I finally set out for the trip mid-July with my more experienced outdoorsman partner, Cody Cottier.

The section is over 70 miles. It took us both around 80 miles because, as one hiker put it, we took a lot of side quests. The toughest quest of them all being a scramble up Mt. Daniel.

Cottier is probably the reason I kept going when the climb started to spook me.

The day of scramble, July 21, began with a brisk three miles from Deep Lake to Peggie’s Pond. We set up camp, hung our food bag and emptied most items from our packs before heading out.

secondary pic

Cody Cottier stands on the eastern peak of Mt. Daniel as clouds drift in and out of nearby mountains, July 21. The hike from Peggie's Pond to the summit is roughly two miles, with about 2,500 feet of elevation gain.

I decided the most important gear to bring included warm clothes, an ice axe, water and a half dozen rolls of black and white film for my Nikon F100. Shooting on film was an artistic choice.

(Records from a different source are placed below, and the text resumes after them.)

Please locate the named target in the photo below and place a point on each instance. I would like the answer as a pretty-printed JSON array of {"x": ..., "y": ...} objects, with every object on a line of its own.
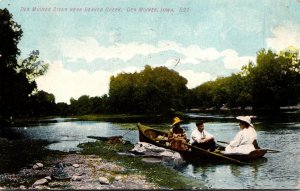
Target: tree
[
  {"x": 275, "y": 80},
  {"x": 16, "y": 79},
  {"x": 14, "y": 87},
  {"x": 153, "y": 90}
]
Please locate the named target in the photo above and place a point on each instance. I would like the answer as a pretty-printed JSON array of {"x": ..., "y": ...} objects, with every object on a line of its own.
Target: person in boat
[
  {"x": 177, "y": 137},
  {"x": 244, "y": 141},
  {"x": 201, "y": 138}
]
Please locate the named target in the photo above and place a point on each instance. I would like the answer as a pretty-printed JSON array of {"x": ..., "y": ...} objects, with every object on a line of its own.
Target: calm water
[{"x": 275, "y": 171}]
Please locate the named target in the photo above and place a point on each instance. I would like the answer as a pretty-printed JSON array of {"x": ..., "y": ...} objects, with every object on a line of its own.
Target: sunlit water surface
[{"x": 275, "y": 171}]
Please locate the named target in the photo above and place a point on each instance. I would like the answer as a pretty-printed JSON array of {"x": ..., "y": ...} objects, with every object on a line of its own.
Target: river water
[{"x": 274, "y": 171}]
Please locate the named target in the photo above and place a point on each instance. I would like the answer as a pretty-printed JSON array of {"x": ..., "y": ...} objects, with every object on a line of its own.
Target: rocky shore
[{"x": 76, "y": 171}]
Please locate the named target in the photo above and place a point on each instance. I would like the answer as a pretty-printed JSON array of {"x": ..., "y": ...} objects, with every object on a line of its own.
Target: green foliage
[
  {"x": 32, "y": 66},
  {"x": 153, "y": 90},
  {"x": 10, "y": 35},
  {"x": 89, "y": 105},
  {"x": 273, "y": 82},
  {"x": 42, "y": 104}
]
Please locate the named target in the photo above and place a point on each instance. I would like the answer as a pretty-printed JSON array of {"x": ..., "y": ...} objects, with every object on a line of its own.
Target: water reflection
[{"x": 275, "y": 171}]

Weather just above the pond stayed windy and felt colder than other stops along the PCT. I put my rain jacket on while looking up at our two-mile climb ahead.

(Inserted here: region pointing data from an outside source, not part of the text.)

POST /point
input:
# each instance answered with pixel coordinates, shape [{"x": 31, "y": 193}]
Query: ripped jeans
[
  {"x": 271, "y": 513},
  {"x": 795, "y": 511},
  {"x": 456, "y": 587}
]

Cottier and I hit a fork in the trail and took the wrong way at the base of the mountain. The turn led to a route with more unstable rock than I prepared for.

Cottier quickly found the main ridgeline trail again after a little crawling around.

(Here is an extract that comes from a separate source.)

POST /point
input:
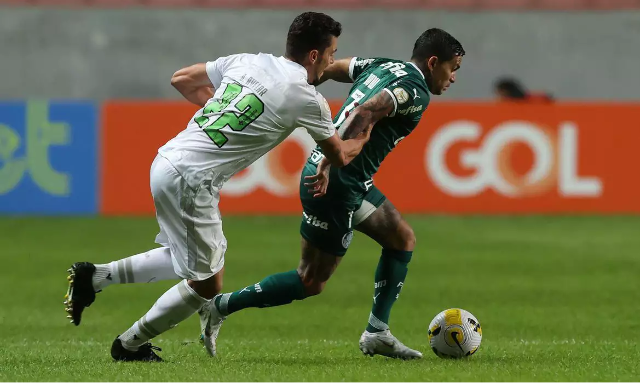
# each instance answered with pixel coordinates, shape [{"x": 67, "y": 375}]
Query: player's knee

Steep drops could be seen on either side of the ridge about a third of the way up. The trail was somewhat level before the steeper scramble up to Mt. Daniel began.

The main concern was weather. Clouds seemed to be moving in, but views still looked clear enough to make it up and down before dangerous weather could set in.

The sketchiest part of the climb, for a scrambler-in-learning like myself, started halfway up. Rock was crumbly and required a lot of thought in each step and hand placement.

I had never climbed on terrain where small errors could lead to such serious injury. I got a bit nervous and I did not at first think I would be able to summit.

Terrifyingly steep views on either side accompanied us through the afternoon. The trail later turned into more of a light dusting among boulders and rock slabs.

It looked easier on the map.

I eventually made it to the east peak of Mountain Daniel after far more thoughtful and slow hiking than I anticipated.

another secondary pic

A ridgeline on Mt. Daniel casts a shadow over snowfields hugging the mountain, July 21. Scramblers commonly take a ridgetop route from left to right in order to reach the top.

The summit was level with clouds. I could see Cathedral Rock, a barely visible Mt. Stuart and various snowfields scattered across mountains.

Clouds blocked the view to the northwest, not that I’m complaining.

Heading back down is when I started to get comfortable on the mountain. Cottier joked that he loved downclimbing, which I think I subconsciously took to heart.

Taking the correct trail descending Mt. Daniel led to a much simpler and easy walk. We gently passed by a marmot who looked very scared to see us on our way back.

Wind kept up on our way down. The ominous weather never turned for the worst.

In classic fashion, we both took another wrong turn just before making it back to camp. The last wrong turn was a good 10-minute reminder that adventures often unfold in ways we don’t expect.